一方、5位の広島からは投手・前田健太、遊撃・梵英心、外野手・廣瀬純、赤松真人と、初受賞者が4人も出ている。さらに4位のヤクルトからも三塁手・宮本慎也、外野手・青木宣親の2人が表彰されている。その上、リーグの恥だが、一塁手は該当者なしだ。
対照的に、実力伯仲で最後の最後まで激烈なペナントレースを展開したパ・リーグは、正常な表彰になっている。6球団全部から受賞者が出ているからだ。
投手=西武・涌井秀章、捕手=楽天・嶋基宏、一塁手・小久保裕紀、二塁手=日本ハム・田中賢介、三塁手=日本ハム・小谷野栄一、遊撃手・西岡剛、外野手・=日本ハム・糸井嘉男、オリックス・坂口智隆、西武・栗山巧。
初受賞者を比べても、正常なパ、異常なセがよく表れている。パ・リーグは楽天・嶋と西武・栗山の2人だけ。小久保は初と言っても一塁手としてで、二塁手では受賞している。セの方は、パ・リーグで受賞している阪神・城島、遊撃手で受賞しているヤクルト・宮本を除いても、初受賞者は広島の4人の他にも阪神・平野と、9ポジション中半分以上の5人もいる。
世代交代の激しいセに対し、実績のある実力者のいるパ。そういう現実がハッキリと出ているのだ。これでは、日本シリーズでリーグ3位のロッテにリーグ優勝の中日が勝てなかったのも当然の結果と言えるだろう。「パ高セ低」という実力格差が想像以上に進んでいるのだ。セ・リーグOBがため息混じりにこう語る。

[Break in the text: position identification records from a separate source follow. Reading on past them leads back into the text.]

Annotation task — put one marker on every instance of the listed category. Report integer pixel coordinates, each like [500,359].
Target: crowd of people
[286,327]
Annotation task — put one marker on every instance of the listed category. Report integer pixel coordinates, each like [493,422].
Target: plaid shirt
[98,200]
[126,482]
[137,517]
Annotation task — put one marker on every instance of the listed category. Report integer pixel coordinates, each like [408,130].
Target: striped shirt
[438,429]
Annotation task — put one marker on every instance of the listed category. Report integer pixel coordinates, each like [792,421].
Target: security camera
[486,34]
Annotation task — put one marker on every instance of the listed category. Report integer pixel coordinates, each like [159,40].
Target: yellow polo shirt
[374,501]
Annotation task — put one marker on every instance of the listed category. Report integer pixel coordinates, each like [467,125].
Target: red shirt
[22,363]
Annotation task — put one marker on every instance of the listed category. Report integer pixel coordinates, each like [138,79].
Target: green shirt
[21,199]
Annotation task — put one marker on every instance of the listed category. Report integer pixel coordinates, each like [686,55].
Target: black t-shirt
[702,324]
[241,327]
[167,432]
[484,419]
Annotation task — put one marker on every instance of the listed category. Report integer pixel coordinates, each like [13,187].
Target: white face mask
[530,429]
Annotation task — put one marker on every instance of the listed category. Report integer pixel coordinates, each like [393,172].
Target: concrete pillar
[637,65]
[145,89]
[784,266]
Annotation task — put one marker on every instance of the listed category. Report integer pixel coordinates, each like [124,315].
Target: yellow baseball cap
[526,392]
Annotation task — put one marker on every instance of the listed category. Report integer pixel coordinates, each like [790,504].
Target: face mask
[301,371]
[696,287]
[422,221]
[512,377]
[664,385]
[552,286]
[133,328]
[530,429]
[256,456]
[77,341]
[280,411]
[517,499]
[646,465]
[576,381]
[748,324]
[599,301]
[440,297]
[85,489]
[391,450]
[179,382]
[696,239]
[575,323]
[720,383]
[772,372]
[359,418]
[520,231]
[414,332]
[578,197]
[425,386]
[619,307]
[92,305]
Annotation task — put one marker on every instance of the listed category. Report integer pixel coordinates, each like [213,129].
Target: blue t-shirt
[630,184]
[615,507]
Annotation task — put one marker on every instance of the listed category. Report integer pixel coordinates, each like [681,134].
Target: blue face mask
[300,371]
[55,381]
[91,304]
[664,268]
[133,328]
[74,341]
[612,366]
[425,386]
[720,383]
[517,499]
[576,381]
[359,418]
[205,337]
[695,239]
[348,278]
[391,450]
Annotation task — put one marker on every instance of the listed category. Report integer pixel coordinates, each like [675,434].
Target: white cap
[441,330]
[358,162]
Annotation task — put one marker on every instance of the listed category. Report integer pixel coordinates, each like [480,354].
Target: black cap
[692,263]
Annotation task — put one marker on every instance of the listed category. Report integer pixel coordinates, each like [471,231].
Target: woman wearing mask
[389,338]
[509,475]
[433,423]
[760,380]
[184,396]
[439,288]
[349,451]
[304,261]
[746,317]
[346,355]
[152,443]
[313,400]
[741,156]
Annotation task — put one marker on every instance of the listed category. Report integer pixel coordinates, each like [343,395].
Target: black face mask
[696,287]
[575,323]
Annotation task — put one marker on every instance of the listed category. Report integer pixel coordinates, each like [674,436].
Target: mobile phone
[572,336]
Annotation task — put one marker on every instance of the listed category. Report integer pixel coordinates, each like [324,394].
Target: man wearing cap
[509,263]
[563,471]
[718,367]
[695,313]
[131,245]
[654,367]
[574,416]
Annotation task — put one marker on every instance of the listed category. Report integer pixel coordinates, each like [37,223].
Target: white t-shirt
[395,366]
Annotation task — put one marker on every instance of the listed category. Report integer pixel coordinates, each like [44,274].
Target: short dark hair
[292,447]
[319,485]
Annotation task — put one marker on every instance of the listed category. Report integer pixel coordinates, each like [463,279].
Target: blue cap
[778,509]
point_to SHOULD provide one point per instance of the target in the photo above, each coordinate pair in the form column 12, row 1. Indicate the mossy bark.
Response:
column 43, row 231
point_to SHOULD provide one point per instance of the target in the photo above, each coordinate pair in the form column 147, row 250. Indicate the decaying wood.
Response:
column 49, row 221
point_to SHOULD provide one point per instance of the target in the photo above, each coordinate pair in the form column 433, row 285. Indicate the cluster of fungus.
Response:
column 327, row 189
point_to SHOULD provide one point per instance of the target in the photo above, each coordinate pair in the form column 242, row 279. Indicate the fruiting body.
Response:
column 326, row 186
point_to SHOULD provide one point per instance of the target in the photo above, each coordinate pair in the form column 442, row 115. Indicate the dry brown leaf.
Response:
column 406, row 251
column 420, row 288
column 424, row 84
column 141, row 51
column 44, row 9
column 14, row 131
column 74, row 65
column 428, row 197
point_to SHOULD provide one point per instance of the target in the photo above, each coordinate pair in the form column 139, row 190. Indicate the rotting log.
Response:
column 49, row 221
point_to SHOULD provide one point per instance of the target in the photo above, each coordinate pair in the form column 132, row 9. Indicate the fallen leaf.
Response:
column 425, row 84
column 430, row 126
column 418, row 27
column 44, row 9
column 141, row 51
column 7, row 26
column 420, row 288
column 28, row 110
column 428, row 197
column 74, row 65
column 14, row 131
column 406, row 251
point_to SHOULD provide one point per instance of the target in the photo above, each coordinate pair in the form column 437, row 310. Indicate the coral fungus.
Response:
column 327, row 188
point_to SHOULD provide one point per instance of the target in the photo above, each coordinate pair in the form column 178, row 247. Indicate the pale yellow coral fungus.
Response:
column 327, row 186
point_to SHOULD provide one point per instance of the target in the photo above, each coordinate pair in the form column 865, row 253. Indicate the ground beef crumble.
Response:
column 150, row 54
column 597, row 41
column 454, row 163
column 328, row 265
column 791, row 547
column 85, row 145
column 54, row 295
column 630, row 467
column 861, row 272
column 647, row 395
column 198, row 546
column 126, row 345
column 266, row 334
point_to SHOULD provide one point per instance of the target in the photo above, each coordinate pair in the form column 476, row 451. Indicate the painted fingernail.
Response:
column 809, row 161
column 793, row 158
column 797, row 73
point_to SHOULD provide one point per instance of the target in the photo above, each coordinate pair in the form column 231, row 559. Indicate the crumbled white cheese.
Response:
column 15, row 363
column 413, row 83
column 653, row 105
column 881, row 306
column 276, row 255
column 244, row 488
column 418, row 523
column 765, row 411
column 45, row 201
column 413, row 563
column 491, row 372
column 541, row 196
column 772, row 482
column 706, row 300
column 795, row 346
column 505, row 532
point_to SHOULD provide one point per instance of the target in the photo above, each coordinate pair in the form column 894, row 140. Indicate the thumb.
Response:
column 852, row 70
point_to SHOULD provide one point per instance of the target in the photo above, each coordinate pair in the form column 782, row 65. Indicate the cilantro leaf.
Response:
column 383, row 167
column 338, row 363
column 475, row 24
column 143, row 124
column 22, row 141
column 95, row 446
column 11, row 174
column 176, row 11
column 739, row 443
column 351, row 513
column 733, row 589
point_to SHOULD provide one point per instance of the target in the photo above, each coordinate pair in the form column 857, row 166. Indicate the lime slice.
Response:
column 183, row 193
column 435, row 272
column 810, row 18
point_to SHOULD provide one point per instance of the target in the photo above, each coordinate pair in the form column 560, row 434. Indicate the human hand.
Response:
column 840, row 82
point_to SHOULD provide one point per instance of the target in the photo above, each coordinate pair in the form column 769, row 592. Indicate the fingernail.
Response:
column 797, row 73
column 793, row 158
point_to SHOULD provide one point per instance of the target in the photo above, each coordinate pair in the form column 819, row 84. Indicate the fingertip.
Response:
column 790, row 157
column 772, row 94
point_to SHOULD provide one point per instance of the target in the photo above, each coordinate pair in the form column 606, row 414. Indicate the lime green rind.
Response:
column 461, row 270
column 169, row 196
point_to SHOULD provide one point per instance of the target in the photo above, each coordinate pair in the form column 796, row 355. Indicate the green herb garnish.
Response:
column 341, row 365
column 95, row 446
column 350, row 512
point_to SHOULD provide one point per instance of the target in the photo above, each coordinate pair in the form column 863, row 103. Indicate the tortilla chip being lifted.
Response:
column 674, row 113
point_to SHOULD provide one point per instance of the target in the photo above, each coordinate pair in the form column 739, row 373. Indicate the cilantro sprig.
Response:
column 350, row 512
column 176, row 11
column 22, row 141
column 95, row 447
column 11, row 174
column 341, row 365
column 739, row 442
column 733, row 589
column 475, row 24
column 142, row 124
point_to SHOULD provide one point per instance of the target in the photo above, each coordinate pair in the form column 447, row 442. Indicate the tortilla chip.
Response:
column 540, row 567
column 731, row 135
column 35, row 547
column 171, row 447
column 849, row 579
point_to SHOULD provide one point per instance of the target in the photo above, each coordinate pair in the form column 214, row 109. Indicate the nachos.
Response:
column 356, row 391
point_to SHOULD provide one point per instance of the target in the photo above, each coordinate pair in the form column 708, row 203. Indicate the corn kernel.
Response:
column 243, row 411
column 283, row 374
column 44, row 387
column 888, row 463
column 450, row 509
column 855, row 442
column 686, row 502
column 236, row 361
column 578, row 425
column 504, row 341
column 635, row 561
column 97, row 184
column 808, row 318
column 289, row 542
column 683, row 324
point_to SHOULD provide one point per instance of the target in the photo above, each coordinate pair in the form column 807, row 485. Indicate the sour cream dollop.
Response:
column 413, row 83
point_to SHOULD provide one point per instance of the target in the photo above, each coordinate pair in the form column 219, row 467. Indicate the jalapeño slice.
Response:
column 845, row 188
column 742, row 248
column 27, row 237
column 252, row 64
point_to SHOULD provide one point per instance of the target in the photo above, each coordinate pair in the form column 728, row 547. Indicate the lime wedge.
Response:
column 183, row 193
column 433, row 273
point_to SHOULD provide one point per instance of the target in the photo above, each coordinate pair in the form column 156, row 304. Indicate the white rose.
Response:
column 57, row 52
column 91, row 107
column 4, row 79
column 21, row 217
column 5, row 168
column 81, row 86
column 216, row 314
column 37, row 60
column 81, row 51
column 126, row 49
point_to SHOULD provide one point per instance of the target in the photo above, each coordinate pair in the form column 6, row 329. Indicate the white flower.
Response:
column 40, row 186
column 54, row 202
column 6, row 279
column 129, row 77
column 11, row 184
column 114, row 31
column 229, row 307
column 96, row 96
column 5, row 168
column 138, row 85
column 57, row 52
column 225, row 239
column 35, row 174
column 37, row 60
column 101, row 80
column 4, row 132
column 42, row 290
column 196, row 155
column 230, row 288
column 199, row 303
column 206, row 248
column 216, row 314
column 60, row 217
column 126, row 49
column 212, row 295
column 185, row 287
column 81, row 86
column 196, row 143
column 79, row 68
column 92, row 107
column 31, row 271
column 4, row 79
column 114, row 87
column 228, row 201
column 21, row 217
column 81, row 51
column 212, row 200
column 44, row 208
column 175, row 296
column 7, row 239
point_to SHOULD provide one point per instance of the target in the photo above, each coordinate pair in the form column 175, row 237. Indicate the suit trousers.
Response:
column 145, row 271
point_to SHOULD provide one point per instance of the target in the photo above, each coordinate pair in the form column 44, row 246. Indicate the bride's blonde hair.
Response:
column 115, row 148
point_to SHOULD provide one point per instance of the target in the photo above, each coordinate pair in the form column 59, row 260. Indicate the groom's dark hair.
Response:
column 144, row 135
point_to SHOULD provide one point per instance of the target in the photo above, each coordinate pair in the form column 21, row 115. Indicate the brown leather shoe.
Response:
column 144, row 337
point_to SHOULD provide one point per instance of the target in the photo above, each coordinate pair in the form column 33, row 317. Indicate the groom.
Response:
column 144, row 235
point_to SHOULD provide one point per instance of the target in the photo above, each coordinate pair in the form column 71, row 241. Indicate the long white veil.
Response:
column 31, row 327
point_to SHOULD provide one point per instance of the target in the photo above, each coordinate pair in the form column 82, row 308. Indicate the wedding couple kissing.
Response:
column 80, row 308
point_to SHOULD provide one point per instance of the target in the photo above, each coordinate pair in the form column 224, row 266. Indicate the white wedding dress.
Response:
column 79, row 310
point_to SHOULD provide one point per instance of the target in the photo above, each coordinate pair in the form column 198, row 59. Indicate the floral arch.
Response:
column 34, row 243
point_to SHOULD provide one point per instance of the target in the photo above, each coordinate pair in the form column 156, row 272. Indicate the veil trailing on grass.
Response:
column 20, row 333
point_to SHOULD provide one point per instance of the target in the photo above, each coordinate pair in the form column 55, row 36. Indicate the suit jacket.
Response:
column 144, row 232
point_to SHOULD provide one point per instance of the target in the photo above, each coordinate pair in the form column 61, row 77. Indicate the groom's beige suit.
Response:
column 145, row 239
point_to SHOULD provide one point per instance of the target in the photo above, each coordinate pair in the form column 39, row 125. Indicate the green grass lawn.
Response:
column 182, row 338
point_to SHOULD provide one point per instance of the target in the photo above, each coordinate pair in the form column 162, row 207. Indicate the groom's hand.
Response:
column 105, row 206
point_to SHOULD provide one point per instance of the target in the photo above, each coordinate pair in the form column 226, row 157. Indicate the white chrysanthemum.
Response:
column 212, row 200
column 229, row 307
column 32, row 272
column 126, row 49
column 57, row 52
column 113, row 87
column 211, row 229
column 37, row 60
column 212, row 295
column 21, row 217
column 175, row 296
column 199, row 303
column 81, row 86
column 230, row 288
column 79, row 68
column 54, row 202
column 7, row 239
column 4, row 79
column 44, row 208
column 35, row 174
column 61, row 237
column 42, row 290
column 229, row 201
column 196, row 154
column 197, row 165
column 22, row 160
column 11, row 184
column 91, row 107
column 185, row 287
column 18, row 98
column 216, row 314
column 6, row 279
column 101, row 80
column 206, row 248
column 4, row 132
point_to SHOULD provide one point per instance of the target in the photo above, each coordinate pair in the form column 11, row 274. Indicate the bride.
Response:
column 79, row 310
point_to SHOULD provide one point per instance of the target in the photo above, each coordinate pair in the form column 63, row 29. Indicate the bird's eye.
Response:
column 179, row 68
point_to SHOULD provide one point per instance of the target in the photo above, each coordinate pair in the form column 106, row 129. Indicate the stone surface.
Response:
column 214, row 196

「セ・リーグがパ・リーグに少しでも近づくチャンスがあるのは、再来年のシーズンからだろう。まず今年、ポスティング・システム(入札制度)でロッテ・西岡がツインズ入りする。楽天・岩隈のアスレチックス入りは先行き不透明だが、来オフには間違いなく海外FAでメジャーへ行く。さらに離婚問題のためにポスティングを1年先送りにした、日本球界のエースのダルビッシュも来オフにはいなくなる。その他にもソフトバンク・和田、川崎の2人が海外FAでメジャー入りするだろう。パ・リーグを代表する選手が続々といなくなるから、セ・リーグがパ・リーグに一歩でも近づくチャンスはあるだろう」
が、パ・リーグOBは鼻先で笑ってこう応じる。「スターがいなくなっても、次々と後継者が出てくるから大丈夫だね。日本ハム・斎藤佑樹と楽天の新エース・田中将大のライバル対決。それに絡んでくる同じ『俺世代』の西武・大石達也といった具合に、ちゃんと後継者は出てくるよ」と。確かに説得力はある。「パ高セ低」という現実解消は、並大抵ではない。